One thing that I really do not understand about the AI scraperbot plague is why these campaigns are so disruptive.
Why do the people running these damn things feel that they need to slurp down every resource with so much urgency that it is effectively DDoS'ing the sites they're targeting?
I don't love feeding AI training sets to begin with, but if it weren't hammering sites to the point of non-responsiveness it would be tolerable-ish. I mean, I surely wouldn't care if someone was scraping LWN or my sites gently to do academic research or something so long as it wasn't affecting anything.
@jzb "With both the Unlocker API and the SERP API, you are charged only for successful requests to your target domain, ensuring cost efficiency and maximum value for every API interaction." https://docs.brightdata.com/scraping-automation/web-unlocker/introduction
They have an incentive to launch multiple requests for the same resource from different IP addresses to maximize chances of getting paid. Extra requests are free to the crawler because they got someone to "consent" to the use of their device and residential connection
@dmarti I do not have any kind words for Bright Data. Not a one.
@jzb Linux article idea: how to block Bright Data's C&C on the router (in case people's family members or guests install some software with the Bright Data SDK)
(I'm not qualified to write this but would read it. Eventually the residential ISPs who are giving free bandwidth to Bright Data will copy it for the routers they distribute, too)
@jzb Not only that, but they do it repeatedly. Sometimes daily. And that’s for my tiny, irrelevant, personal site, which I last updated 2 years ago.
Maybe it is the time to fight back through creative ways. If all you have as a resource is a mindshare in the geek community, let's try to use that.
For example a kickstarter/Open Collective crowdfunding campaign to fund the investigative-style article on Bright Data which would then be published on LWN?

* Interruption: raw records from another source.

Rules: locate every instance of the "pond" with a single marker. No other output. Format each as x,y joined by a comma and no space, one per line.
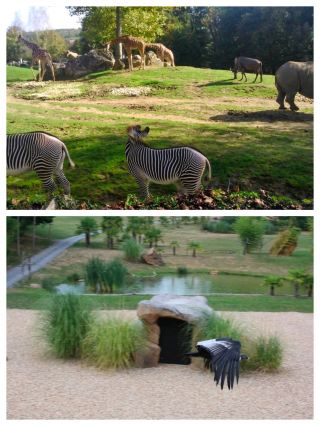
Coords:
193,284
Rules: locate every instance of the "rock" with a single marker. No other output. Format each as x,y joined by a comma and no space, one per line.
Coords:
152,59
118,65
93,61
152,258
190,309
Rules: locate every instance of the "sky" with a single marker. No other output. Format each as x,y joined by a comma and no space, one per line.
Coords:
33,18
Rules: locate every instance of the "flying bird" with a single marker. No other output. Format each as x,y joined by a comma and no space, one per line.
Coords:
223,357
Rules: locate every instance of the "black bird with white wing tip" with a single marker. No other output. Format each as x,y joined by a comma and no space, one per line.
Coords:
223,357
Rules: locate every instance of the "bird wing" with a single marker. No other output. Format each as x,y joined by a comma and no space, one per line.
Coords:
225,359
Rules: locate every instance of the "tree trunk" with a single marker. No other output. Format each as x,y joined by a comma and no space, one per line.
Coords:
118,47
18,237
34,222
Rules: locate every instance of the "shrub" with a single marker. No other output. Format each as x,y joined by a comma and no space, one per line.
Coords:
250,231
65,325
269,353
219,227
49,284
182,270
132,250
264,353
112,342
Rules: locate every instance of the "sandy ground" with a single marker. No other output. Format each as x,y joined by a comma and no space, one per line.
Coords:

I have no idea how much it could cost, but I would donate for the cause. And I believe many others will.
@corbet @jzb Yes, also the surveillance marketers are using your IP address to profile you, so you would tend to want to generate a traffic profile that shows your station in life is high enough to be entitled to the good deals—and you are young and hot enough not to be targeted for the Boomer scams, but old enough not to get the gambling and BNPL schemes the kids get
@jzb I wonder if they're making a connection successfully, then DDOSing the site to "jam the radio-waves" against others. If they were, that could probably be found by logging tcp start/end by source address.